Cette dégringolade de prix en Espagne affecte brutalement l’intégralité de l’économie nationale, au point que certains vont jusqu’à évoquer la sortie du pays de la zone euro et reparlent du syndrome du « bloc Latin » !
En dépit d’un plan de relance gouvernemental, prenant la forme de stimuli fiscaux, il semblerait que la conjoncture soit dans une situation pire que ce qu’avaient prévu les analystes les plus alarmistes.
La confiance des consommateurs et des entrepreneurs est à un creux historique, l’activité commerciale décline à une allure sans précédent, et les commandes ont diminué de façon intense… Par exemple, les ventes d’électroménagers ont dégringolé de 32 % en mars dernier, pendant que les ventes de voitures, elles, ont chuté de 28 %. Quant à l’indice de l’activité dans le secteur des services, il est passé de 46,1 en février à 40,9 en mars, alors qu’un indice en dessous de 50 signifie la récession...
Le FMI, toujours lui, a réduit les perspectives de croissance de l’économie espagnole en 2008. Elles sont passées de 2,4 à 1,8 %. La cible pour 2009 est de 1,7 %. Les grandes banques espagnoles revoient elles aussi leurs prévisions à la baisse, arguant que la correction immobilière est nettement plus sévère que prévu et que ses effets se feront sentir plus longuement sur l’activité du pays.

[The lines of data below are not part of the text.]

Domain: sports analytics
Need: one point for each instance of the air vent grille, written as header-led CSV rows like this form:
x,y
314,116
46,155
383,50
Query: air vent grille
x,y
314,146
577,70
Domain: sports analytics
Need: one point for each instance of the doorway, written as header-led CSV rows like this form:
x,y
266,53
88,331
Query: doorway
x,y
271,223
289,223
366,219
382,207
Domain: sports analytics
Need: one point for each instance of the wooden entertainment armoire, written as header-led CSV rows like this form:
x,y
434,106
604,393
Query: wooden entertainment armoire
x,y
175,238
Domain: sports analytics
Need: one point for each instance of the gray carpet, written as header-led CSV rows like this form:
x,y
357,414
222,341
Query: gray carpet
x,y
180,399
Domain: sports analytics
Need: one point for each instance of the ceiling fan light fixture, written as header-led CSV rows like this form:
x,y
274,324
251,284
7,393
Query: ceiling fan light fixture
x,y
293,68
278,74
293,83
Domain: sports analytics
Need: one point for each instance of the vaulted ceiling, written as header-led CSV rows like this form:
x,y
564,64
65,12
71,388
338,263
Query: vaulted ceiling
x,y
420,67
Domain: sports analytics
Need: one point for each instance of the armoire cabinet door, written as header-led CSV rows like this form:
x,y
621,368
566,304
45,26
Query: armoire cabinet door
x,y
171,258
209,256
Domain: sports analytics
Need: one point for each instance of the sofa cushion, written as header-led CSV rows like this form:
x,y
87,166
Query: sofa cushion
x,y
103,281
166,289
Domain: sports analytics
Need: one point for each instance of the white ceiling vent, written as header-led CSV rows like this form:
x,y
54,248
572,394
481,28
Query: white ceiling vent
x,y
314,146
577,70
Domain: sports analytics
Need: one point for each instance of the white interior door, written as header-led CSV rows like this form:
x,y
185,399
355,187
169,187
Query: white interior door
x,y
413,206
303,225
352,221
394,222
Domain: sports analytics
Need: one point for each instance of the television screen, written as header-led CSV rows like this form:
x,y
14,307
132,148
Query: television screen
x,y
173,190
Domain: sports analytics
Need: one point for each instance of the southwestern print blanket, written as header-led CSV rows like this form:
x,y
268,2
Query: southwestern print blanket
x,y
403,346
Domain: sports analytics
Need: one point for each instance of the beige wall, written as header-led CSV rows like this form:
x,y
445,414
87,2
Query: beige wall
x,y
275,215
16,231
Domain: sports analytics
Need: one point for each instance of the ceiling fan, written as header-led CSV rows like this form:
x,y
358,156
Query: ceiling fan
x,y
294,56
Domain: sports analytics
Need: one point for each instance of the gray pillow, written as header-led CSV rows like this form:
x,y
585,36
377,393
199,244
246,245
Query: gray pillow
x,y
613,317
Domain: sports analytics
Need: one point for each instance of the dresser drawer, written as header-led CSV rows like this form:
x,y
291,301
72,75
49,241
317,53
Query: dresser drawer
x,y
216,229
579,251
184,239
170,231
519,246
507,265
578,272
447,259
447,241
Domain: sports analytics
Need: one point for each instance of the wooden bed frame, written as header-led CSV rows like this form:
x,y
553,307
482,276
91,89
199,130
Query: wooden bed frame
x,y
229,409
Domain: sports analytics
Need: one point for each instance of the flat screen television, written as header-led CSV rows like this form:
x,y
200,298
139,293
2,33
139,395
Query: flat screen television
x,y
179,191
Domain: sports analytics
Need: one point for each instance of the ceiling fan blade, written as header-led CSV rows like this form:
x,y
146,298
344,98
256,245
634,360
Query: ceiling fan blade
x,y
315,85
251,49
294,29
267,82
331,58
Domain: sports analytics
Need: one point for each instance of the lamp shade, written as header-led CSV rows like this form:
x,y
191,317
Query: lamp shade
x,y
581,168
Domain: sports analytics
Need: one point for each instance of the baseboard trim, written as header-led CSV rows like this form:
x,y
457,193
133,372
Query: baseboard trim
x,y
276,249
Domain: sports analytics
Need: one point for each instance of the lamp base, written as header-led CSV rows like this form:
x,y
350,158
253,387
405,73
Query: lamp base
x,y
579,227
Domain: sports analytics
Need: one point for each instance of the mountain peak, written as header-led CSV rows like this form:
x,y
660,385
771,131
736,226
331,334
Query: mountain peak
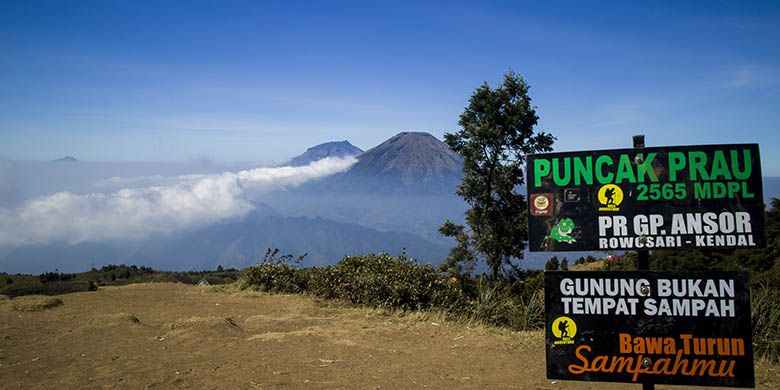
x,y
328,149
412,159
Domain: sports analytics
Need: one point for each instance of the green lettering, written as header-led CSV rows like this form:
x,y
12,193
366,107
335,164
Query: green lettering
x,y
541,169
676,163
646,168
566,178
698,161
718,190
600,175
743,174
702,190
719,167
625,170
583,170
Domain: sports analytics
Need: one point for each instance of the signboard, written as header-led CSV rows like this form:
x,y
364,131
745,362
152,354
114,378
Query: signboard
x,y
707,197
683,328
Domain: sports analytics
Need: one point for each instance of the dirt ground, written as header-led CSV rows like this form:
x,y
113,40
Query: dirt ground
x,y
180,336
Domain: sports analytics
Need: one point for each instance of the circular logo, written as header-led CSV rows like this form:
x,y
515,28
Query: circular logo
x,y
564,327
610,195
541,202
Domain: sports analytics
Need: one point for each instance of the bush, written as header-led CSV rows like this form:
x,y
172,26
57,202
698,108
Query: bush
x,y
275,277
400,283
766,323
386,281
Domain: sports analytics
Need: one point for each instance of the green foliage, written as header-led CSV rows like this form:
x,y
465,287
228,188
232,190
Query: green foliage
x,y
552,264
385,281
765,304
276,274
496,132
401,283
276,277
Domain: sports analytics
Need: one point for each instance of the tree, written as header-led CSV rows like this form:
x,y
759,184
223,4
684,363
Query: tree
x,y
496,132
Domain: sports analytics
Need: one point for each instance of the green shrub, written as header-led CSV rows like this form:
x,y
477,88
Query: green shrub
x,y
275,277
385,281
766,323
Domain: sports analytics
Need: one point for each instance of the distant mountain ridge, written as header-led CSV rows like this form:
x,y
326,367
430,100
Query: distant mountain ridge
x,y
407,163
405,184
66,159
328,149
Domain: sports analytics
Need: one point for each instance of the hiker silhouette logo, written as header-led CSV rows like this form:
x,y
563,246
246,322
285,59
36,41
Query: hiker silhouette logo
x,y
564,329
610,196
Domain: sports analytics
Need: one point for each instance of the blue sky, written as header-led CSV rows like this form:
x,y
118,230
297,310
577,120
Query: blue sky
x,y
262,81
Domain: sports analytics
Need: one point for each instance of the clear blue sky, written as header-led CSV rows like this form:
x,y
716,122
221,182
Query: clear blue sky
x,y
261,81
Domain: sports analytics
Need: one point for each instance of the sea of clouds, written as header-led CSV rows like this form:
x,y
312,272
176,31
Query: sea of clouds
x,y
139,207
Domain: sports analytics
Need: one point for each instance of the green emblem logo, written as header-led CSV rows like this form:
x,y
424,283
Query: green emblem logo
x,y
562,230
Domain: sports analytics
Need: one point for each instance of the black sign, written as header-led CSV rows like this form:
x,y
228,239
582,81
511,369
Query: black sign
x,y
684,328
706,196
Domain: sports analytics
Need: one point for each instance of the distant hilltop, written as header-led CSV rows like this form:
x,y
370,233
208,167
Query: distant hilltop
x,y
329,149
66,159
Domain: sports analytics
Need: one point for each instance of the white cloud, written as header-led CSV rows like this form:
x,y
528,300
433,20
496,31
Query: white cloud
x,y
174,204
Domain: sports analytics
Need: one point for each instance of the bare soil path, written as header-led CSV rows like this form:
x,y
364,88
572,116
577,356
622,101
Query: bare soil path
x,y
180,336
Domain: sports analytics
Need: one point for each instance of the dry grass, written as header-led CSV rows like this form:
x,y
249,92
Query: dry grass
x,y
32,303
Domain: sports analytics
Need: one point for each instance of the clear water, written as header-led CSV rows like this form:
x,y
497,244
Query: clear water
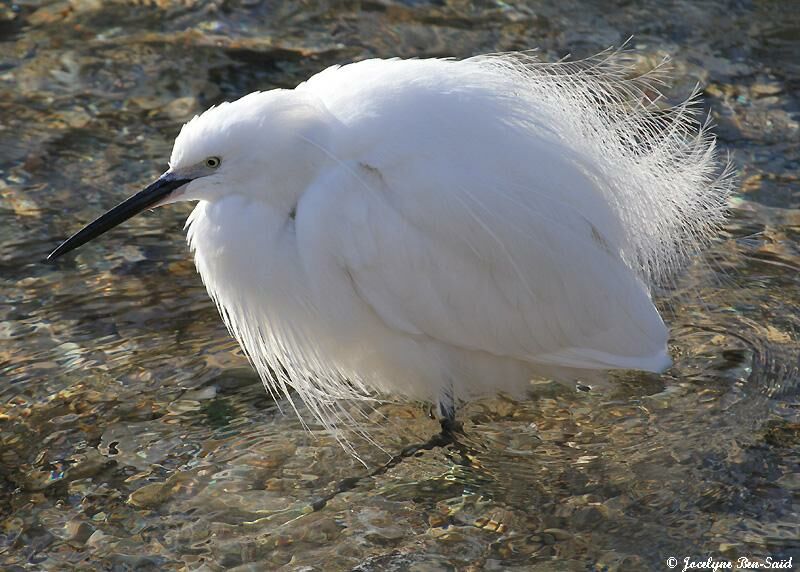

De son côté, le gouvernement espère atténuer le choc en offrant un chèque de 400 euros à chaque ménage et en tablant sur des emplois supplémentaires dans le domaine des travaux publics, notamment le train à grande vitesse dans lequel il va dépenser une partie de son excédent budgétaire.
De fait, le boum immobilier espagnol a dépassé ces dernières années celui de l’Allemagne, de l’Italie et de la France réunies et, à présent que la roue tourne, la banque centrale espagnole se retrouve dans l’impossibilité de réduire ses taux d’intérêt car elle est entièrement dépendante de la BCE et doit donc se résoudre à assister, impuissante, à la détérioration de son économie ! Les Espagnols, habitués à bénéficier d’une croissance de 4 % par an, se préparent donc à traverser des périodes de turbulences.